Aram Belhadj estime donc que les achats effectués à des prix internationaux élevés et la dépréciation du dinar tunisien, particulièrement face à l’euro, accentuent davantage les tensions inflationnistes dans le pays.
A cet égard, l’universitaire affirme avoir anticipé cette situation en se basant à la fois sur la réalité économique actuelle et sur plusieurs rapports internationaux. Il affirme que ces prévisions ne changeront pas tant que les facteurs structurels à l’origine de l’inflation continueront de persister.
Une inflation accélérée
Par ailleurs, les dernières données publiées par Institut national de la statistique (INS) révèlent que l’inflation en Tunisie a enregistré une nouvelle accélération en avril 2026. Elle atteint 5,5 % sur un an, contre 5 % les mois précédents. Cette hausse est principalement portée par l’augmentation des prix des produits alimentaires, entre autres les fruits, les viandes et les légumes, ainsi que par la progression des coûts dans le secteur de l’habillement.
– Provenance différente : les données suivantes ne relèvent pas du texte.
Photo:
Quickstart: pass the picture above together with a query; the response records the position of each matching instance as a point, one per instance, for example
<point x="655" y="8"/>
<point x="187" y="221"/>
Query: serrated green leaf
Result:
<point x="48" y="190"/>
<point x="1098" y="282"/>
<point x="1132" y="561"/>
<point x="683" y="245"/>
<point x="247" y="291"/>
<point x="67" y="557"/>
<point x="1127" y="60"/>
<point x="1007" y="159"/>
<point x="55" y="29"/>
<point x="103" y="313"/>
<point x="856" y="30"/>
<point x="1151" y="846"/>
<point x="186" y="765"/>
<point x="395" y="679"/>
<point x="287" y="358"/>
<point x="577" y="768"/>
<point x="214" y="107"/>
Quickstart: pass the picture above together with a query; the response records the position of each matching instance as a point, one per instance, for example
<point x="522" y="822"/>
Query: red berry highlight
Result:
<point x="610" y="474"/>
Les services et les produits manufacturés continuent, eux aussi, d’alimenter les tensions inflationnistes, même si certains segments, comme le transport, affichent un léger ralentissement.
Sur une base mensuelle, l’augmentation des prix s’explique surtout par la fin des périodes de soldes et la reprise des tarifs dans plusieurs catégories de consommation.
Malgré une relative stabilité de certains produits encadrés, l’inflation sous-jacente demeure élevée, confirmant la persistance de la hausse du coût de la vie en Tunisie.